Description
We derived a multi-thread multi-GPU version decoder, which can parallelly decode many utterances on multi-GPUs. for example, 40 threads evenly on 4 GPU .
In the main thread, we init our decoder by calling cudaSetDevice(gpu_id) for each gpu card, and loading a copy of am model on each gpu ( each copy will be used by many decoding threads)
////pthreadkey_gpuid will be used to index cu-device, which we modified in a way that
//// threads on each gpu will share one cu-device.
for (int i = 0; i < gpu_num_; i++) {
pthread_setspecific(::pthreadkey_gpuid, &i);
#ifdef HAVE_CUDA
CuDevice::Instantiate().SelectGpuId(gpu_option); // we will select pthreadkey_gpuid
CuDevice::Instantiate().AllowMultithreading();
#endif
am_nnet_[i] = new nnet3::AmNnetSimple;
.................
Input ki(fileName, &binary);
...............
am_nnet_[i]->Read(ki.Stream(), binary);
}
///in cu-device.h , we change the instantiate func , to support diffenrent cu-device on each GPU
static inline CuDevice& Instantiate() {
int index = *((int *)pthread_getspecific(::pthreadkey_gpuid));
//KALDI_LOG << "now device index is:" << index;
return global_device_[index];
}
//Then we create several decoding threads which are evenly allocated on multi-GPUs and use the //corresponding AM copy .

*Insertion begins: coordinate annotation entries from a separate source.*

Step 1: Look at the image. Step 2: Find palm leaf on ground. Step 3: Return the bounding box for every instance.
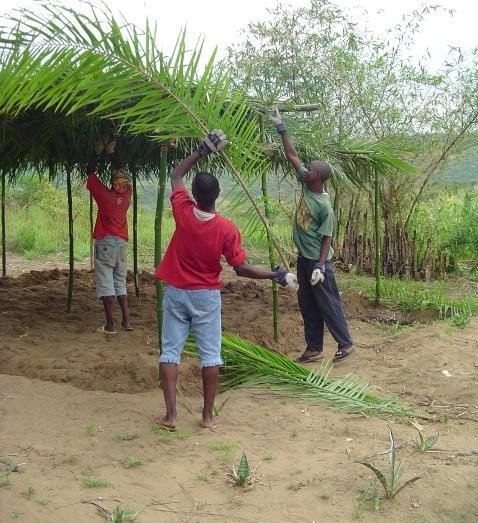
[185,332,417,416]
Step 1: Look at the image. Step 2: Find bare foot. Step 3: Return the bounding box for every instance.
[154,416,176,430]
[201,416,217,429]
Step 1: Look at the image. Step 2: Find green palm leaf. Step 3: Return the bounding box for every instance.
[0,3,287,265]
[186,332,417,416]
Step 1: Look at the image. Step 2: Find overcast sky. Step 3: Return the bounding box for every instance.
[0,0,478,67]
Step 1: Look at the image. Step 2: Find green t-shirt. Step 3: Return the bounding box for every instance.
[293,165,335,260]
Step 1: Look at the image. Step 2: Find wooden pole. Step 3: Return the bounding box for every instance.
[259,115,280,342]
[90,193,94,271]
[131,169,139,298]
[154,145,168,351]
[374,172,382,305]
[66,170,75,312]
[2,171,7,278]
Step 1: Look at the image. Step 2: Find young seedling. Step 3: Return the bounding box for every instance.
[357,427,420,499]
[115,432,139,443]
[417,429,440,452]
[226,450,261,487]
[83,478,110,488]
[85,423,98,436]
[120,456,143,469]
[22,487,35,500]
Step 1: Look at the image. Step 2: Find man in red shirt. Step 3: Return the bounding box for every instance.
[86,139,133,334]
[155,129,296,429]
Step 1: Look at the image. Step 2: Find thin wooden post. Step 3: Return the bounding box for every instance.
[374,172,382,305]
[90,193,94,271]
[66,170,75,312]
[154,145,168,352]
[131,169,139,298]
[2,170,7,278]
[259,115,280,342]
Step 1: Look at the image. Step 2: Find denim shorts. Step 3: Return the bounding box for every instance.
[95,236,128,298]
[159,285,223,367]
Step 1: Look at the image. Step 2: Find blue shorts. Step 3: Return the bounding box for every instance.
[95,236,128,298]
[159,285,223,367]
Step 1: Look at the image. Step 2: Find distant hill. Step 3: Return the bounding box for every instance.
[435,146,478,185]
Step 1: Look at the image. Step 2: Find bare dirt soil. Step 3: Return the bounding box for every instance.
[0,263,478,523]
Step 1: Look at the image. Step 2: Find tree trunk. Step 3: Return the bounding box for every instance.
[154,146,168,351]
[2,171,7,278]
[131,170,139,298]
[66,171,75,312]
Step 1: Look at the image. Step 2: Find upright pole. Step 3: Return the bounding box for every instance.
[66,170,75,312]
[90,193,94,271]
[2,171,7,278]
[259,115,280,342]
[131,169,139,298]
[154,145,168,350]
[374,172,382,305]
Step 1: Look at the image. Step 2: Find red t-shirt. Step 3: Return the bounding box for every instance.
[155,188,246,290]
[86,172,131,241]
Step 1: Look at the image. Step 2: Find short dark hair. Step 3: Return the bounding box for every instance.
[192,171,219,207]
[310,160,332,182]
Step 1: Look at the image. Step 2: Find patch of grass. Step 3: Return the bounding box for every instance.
[0,470,11,488]
[151,425,189,443]
[120,456,144,469]
[83,478,111,489]
[85,423,98,436]
[22,487,35,500]
[111,503,138,523]
[114,432,139,443]
[213,441,237,456]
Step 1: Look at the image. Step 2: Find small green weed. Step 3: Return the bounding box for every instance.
[83,478,111,488]
[417,429,440,452]
[111,503,138,523]
[213,441,237,456]
[151,425,189,443]
[0,470,11,488]
[22,487,35,499]
[357,427,420,499]
[120,456,144,469]
[226,450,261,487]
[114,432,139,443]
[85,423,98,436]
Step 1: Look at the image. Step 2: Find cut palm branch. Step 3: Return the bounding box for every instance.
[185,332,419,416]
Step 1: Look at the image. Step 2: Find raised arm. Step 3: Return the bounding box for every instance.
[270,107,301,171]
[171,129,229,192]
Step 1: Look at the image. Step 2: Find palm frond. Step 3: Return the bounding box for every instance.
[186,332,417,416]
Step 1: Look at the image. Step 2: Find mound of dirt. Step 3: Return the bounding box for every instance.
[0,269,436,394]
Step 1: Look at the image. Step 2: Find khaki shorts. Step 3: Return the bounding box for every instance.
[95,236,128,298]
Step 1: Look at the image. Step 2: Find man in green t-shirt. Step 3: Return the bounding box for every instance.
[270,108,353,363]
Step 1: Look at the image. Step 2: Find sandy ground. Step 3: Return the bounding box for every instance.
[0,269,478,523]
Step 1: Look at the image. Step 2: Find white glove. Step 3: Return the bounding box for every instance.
[197,129,229,156]
[269,107,284,125]
[310,262,325,285]
[269,107,287,134]
[105,137,116,154]
[272,266,299,291]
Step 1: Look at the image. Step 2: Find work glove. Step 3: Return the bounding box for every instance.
[269,107,287,134]
[105,136,116,154]
[272,265,299,291]
[196,129,229,156]
[310,262,325,285]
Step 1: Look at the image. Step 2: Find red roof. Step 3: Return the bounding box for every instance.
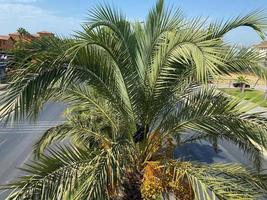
[254,41,267,48]
[0,35,10,40]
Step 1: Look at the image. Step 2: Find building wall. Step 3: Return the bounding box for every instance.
[0,39,14,51]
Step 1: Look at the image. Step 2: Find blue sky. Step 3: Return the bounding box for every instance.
[0,0,267,45]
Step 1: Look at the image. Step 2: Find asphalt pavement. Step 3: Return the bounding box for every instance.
[0,104,267,200]
[0,103,65,200]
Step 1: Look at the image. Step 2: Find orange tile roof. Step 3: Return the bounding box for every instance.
[0,35,10,40]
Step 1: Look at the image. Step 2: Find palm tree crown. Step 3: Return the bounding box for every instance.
[1,0,267,199]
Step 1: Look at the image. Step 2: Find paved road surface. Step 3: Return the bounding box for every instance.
[0,104,64,200]
[0,104,267,200]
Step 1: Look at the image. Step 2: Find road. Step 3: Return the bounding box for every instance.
[0,104,65,200]
[0,104,267,200]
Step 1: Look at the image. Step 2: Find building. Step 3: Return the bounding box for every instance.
[0,31,54,52]
[0,35,14,51]
[253,41,267,57]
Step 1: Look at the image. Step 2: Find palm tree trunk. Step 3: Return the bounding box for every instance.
[241,84,246,93]
[253,78,260,88]
[122,170,142,200]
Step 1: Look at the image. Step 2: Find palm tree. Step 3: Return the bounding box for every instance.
[236,76,249,93]
[0,0,267,200]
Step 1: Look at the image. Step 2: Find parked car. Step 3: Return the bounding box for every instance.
[233,83,250,88]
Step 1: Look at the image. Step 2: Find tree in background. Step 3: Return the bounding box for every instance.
[0,0,267,200]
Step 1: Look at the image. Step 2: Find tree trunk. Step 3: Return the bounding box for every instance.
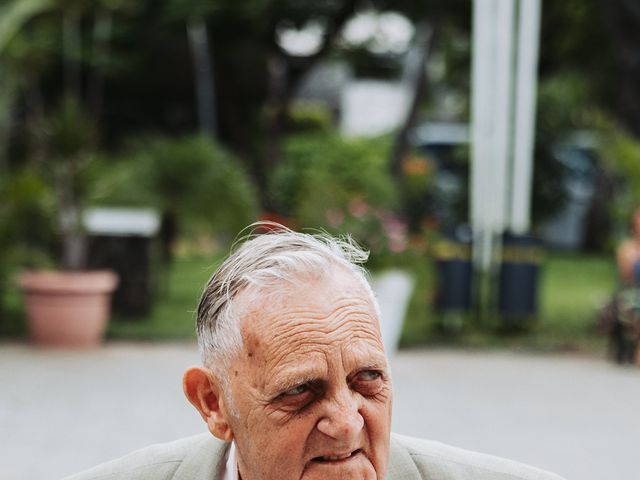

for (int i = 0; i < decoders_num_; i++) {
.................................
int tm = ((i) % gpu_num_)
pthread_setspecific(::pthreadkey_gpuid, &tm);
#ifdef HAVE_CUDA
CuDevice::Instantiate().SelectGpuId(config_->gpu_option_);
CuDevice::Instantiate().AllowMultithreading();
#endif
decoder_[i]->Init(config_, model_);
}
it works well with cuda-9.1.
But after we upgrade to cuda-10.2. IT can not work. Some problems arises,
if we just use on GPU card ( export CUDA_VISIBLE_DEVICES=0) , that is N threads on one GPU ,it works fine.
But if we make 2 or more GPUs visible, we encounter some confusing errors.
when CUDA_VISIBLE_DEVICES=0,1 or 0,1,2 , the progam will be locked somewhere
If CUDA_VISIBLE_DEVICES=0,1,2,3( that's all we have on a machine) , it will give "cublasStatus_t 1 : "CUBLAS_STATUS_NOT_INITIALIZED" returned from 'cublas_gemv(GetCublasHandle(), (trans==kTrans? CUBLAS_OP_N:CUBLAS_OP_T), M.NumCols(), M.NumRows(), alpha, M.Data(), M.Stride(), v.Data(), 1, beta, data_, 1)"
Can anyone give me a hint on how this happens?
What is the reasonable way to use M threads evenly allocated on N Gpu cards ( M = k * N ), while currently we use one cu-device for one gpu which many threads use the same cu-device.